We’re having some of our U.S. suppliers who we have very good relationships with, say, [should we go up to Canada?]’ Our answer is, yeah, absolutely because the only reason you still have the business is either there’s no other option. Or relationships. The other options eventually will be found somewhere. But there’s a big old world out there, so it’s relationships. You better hold on to those relationships and come down here. People are going to ask you some tough questions. You’re going to have to navigate the 25%. How much [of the tariffs] do you eat? How much do we eat? Those are conversations we didn’t have to have last week, the week before, but they have to do it.
There’s a lot of complexity, and where there’s complexity, there’s opportunities for B2B media to simplify it.
CS: Are you able to forecast the rest of the year, given the upheaval?
SJ: We will make budget, but we won’t make budget doing what we thought we were going to do this year. There’s going to be a lot of these new ideas and new clients that are trying to get into our market, just like the year after Covid, 2020—we’d had a decent year, but it wasn’t on events like we normally would. It was on high margin virtual events and webinars and ways of keeping our communities in touch with each other in a locked down world.
(Annex recently added Hum, a customer data platform that allows them to have consistent taxonomy across its 65-plus websites, and discover what readers are interested in, both within a brand and between brands.)

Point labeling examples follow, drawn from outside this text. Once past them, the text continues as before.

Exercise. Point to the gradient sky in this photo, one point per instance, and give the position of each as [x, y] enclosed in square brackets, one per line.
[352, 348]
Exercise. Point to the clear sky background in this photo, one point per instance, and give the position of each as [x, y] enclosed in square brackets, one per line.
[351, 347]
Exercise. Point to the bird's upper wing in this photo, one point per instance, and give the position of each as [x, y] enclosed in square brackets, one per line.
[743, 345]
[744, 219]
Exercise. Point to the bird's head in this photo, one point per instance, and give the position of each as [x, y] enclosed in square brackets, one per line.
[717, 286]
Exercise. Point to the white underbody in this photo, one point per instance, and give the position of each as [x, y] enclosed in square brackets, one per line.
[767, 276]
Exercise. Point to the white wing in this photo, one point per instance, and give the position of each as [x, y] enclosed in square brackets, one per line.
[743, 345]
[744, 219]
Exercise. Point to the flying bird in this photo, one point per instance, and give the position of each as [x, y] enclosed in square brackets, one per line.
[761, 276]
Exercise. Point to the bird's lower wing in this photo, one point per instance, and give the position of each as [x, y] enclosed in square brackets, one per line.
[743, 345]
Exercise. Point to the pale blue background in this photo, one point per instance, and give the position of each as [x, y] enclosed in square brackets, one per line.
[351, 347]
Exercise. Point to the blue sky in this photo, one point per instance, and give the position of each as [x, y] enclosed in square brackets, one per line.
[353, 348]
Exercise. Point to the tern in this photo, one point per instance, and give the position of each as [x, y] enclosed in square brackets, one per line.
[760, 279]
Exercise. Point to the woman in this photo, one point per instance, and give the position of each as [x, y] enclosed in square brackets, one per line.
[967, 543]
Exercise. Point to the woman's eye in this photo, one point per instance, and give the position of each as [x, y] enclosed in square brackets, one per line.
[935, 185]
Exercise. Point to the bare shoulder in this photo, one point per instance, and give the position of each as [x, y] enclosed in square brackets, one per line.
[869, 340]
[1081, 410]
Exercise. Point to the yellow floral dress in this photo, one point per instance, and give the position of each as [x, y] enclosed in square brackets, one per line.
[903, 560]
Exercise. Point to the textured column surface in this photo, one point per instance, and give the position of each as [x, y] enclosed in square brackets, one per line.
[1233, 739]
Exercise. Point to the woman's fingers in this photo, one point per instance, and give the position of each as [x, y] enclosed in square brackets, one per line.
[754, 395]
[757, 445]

We’re going to use that to create webinars, CMD news, virtual events, events around topics where people have a lot of interest. Obviously, right now, diversification of exports is a big one. So too is succession planning among Canadian small to medium business owners, because demographics, right? The same reason [Annex’s] owners just sold last year. They have no clue how to do it. It’s very complicated. So we’re holding an event called Succession 2025 near the Toronto Airport. We’ve already got full sponsorship.
We’re looking for things like that that take advantage of trends that are there, whether or not we have tariffs.
CS: You’re tapping into needs given all the changes, but you’re also diversifying outside of that. What other ideas akin to the succession event do you have?
SJ: Hum has been running up on our brand websites now for just over two months. The view across all the websites is a relatively recent phenomenon, so we’re just starting to collect that data now to see what are some of the other topics, like succession, that are out there.
There are also acquisition opportunities that will come from this, just like in succession, there are people in the magazine sector in Canada who probably waited too long to sell. I’m talking about one or two magazine companies, not large companies, adjacent to some of our markets.